16. März 2016 um 22:29
Oh ja, an dem Rezept wäre ich auch in verschärftem Maße interessiert…
17. März 2016 um 0:19
Vielen Dank für deinen Besuch und den tollen Abend!!
17. März 2016 um 19:14
Hier ist jetzt das Rezept, Fräulein Schnürschuh, Margit. Diesmal hatte ich halb Vollkornmehl verwendet, funktionierte gut.
17. März 2016 um 23:03
Wie’s der Teufel so will, gab’s heute in der Kantine: Kaiserschmarrn. Unwiderstehlich. Dabei könnte ich nicht mal sagen, welche Variante … dass es überhaupt verschiedene gibt!

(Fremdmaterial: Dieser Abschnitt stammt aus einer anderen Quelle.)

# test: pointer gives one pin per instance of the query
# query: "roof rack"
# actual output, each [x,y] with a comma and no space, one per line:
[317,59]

Bloglesen bildet.
Tausend Dank für’s Rezept, sehr nett.
18. März 2016 um 13:15
Vielen Dank!
Im Vergleich zur Dessertvariante ist im Verhältnis mehr Mehl drin und kein Zucker, richtig?
Ich dachte tatsächlich da sei jetzt irgendwie altes Brot drin @^-^@
Meine Mama hat ihn früher auch immer so gemacht und mein Vater fand es toll die Stücke so klein wie möglich zu zerteilen… Kaiserschmarrnbrösel…
18. März 2016 um 13:57
Genau, Fräulein Schnürschuh: Das ist fast ein Brot aus der Pfanne. Das wurde mir auch erst klar, als ich andere Rezepte ausprobierte, die “bester Kaiserschmarrn überhaupt” oder von Konditoren waren: Das Ergebnis schmeckte fluffig, delikat und leicht – war aber als Hauptmahlzeit untauglich. Zucker kommt aber so oder so nicht in den Teig, gesüßt wird nachträglich.